Les lieux partenaires où retrouver les expositions sont : les Beaux-Arts de Paris, l’Institut culturel bulgare, l’Espace des Femmes-Antoinette Fouque, Delpire & Co, la Galerie du Crous, la Galerie Vellutini, la Librairie-Galerie Métamorphoses, la Librairie Polonaise, et la Mairie du 6e arrondissement. Avec le soutien de Galleria Continua et de la Galerie Michel Rein.
Un parcours de vernissages des expositions aura lieu le jeudi 25 novembre 2021 de 18h à 20h dans ces différents lieux. Un verre avec les artistes sera proposé à la Galerie Delpire & Co à partir de 19h30.
Le programme complet du Week-end l’Est 2021 est à retrouver sur le site internet et dans la newsletter sur inscription : https://weekendalest.com
Eugenia Maximova : « The places you called home »
L’exposition « The places you called home » fait dialoguer deux séries de la photographe : « Kitchens stories from the Balkans » et « Of Time and Memories ». Elle y interroge le rôle des espaces de vie intimes, dans notre lien au passé, à l’histoire, à une mémoire à la fois personnelle et universelle.
La nourriture, plus que tout autre chose, nous relie les uns aux autres dans un esprit de communion, de partage, d’humanité. Besoin physiologique, routine quotidienne et triviale, elle est aussi rituel, cérémonie, offrande, elle est constitutive de notre identité, de notre culture, de notre H(h)istoire.
Ainsi les traditions culinaires des Balkans rassemblent-elles les peuples au-delà des frontières et des conflits qui les ont déchirés. Cuisines, chambres, natures « mortes », papiers peints, toiles cirées… Par l’intelligence du cadrage, l’agencement des formes, l’harmonie des couleurs… Eugenia Maximova insuffle au banal et au kitsch, voire à la laideur, une beauté picturale qui invite à la contemplation. Elle parvient à extraire à la superficialité sa profondeur, au quotidien sa charge de mystère, au silence le grésillement des aliments dans les casseroles.
Ses compositions, dénuées de personnages, semblent pourtant grâce à la puissance du hors champs, habitées d’une présence humaine.
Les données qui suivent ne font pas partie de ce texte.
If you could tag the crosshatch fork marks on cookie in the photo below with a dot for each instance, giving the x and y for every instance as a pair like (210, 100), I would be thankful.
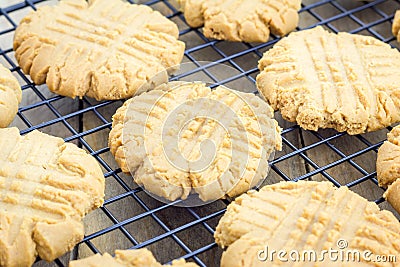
(326, 80)
(105, 49)
(46, 188)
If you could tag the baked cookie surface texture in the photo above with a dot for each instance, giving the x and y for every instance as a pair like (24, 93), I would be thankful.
(306, 216)
(242, 20)
(343, 81)
(46, 188)
(131, 258)
(396, 25)
(388, 167)
(189, 138)
(10, 96)
(105, 49)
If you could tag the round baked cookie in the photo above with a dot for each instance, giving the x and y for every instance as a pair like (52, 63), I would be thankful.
(388, 167)
(132, 258)
(343, 81)
(188, 138)
(396, 25)
(47, 187)
(105, 49)
(10, 96)
(306, 217)
(242, 20)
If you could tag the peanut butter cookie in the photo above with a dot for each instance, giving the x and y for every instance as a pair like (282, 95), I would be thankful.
(46, 188)
(344, 81)
(105, 49)
(191, 138)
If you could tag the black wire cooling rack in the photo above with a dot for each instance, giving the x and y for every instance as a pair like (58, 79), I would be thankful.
(132, 219)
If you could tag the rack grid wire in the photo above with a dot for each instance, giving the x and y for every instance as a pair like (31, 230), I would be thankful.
(132, 219)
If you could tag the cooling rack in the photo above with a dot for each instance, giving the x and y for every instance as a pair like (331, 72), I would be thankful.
(132, 219)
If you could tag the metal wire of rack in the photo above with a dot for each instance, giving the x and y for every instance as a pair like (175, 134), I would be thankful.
(188, 232)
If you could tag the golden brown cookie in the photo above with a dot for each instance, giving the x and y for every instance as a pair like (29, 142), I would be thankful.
(46, 188)
(131, 258)
(388, 167)
(305, 216)
(106, 49)
(192, 138)
(343, 81)
(10, 96)
(242, 20)
(396, 25)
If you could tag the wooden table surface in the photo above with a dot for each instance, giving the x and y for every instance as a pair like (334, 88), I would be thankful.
(197, 236)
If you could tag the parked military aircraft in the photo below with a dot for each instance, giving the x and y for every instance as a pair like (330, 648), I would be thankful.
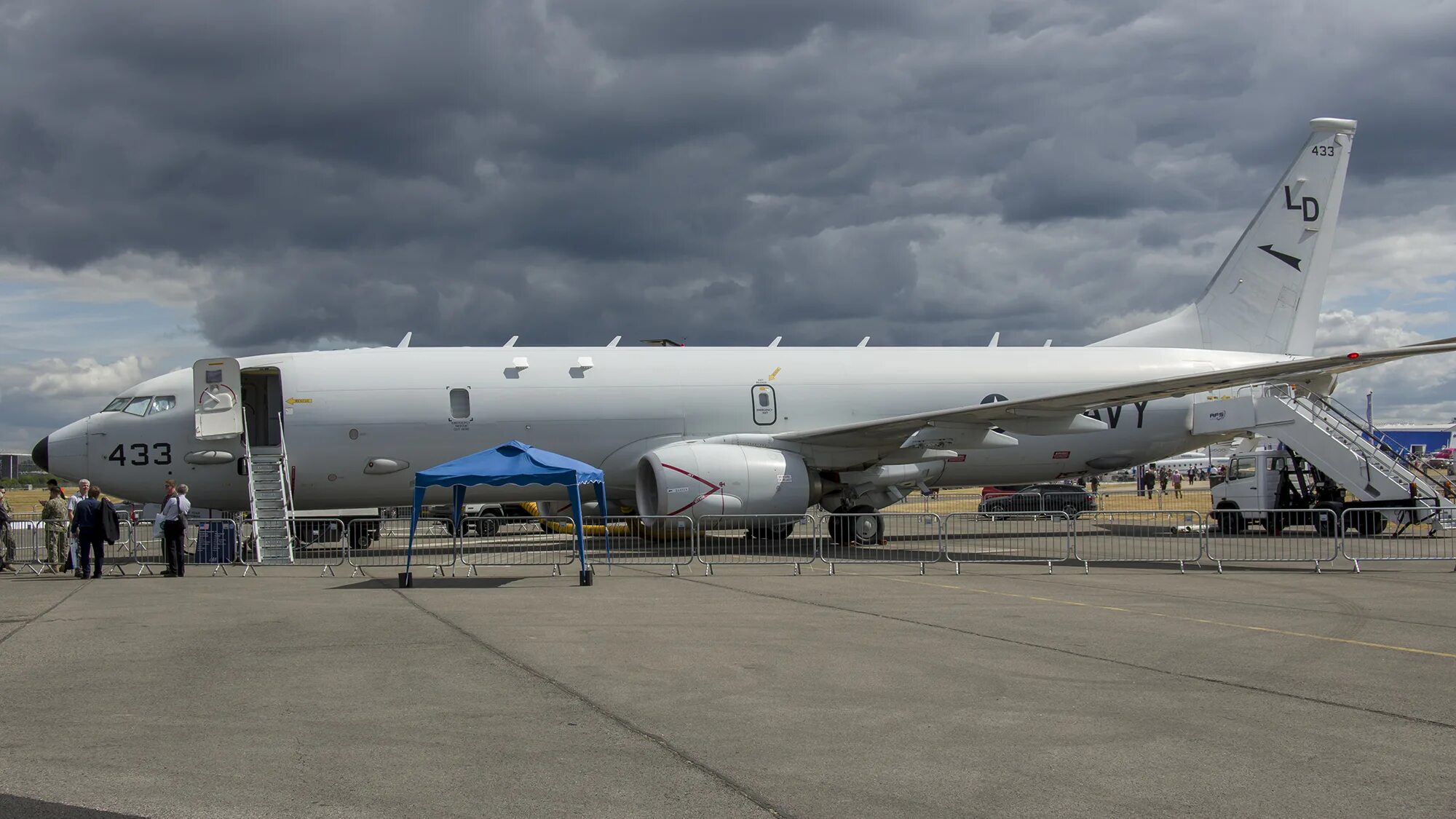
(767, 430)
Avec une distance délicate, l’artiste nous invite à pénétrer dans ces espaces de vie, à imaginer le quotidien de ces peuples dont l’identité, héritière de la domination ottomane puis bolchévique, est encore à construire. Les œuvres d’Eugenia Maximova incarnent l’esprit des Balkans aujourd’hui, où subsistent les stigmates de l’ère communiste, mais aussi l’optimisme, la résilience d’une culture riche et complexe.
Les peuples des Balkans vivent dans l’ombre d’une longue succession de guerres, de conflits et de tensions ethniques irrésolues. L’énergie qui aurait dû servir à construire le futur n’a servi qu’à entretenir ces tensions et le résultat en est un présent appauvri. Les jeunes familles doivent payer des loyers exorbitants ou vivre serrées comme des sardines chez leurs parents. Et la plupart des appartements sont désespérément laids, des blocs de bétons en décrépitude, héritage de l’ère communiste.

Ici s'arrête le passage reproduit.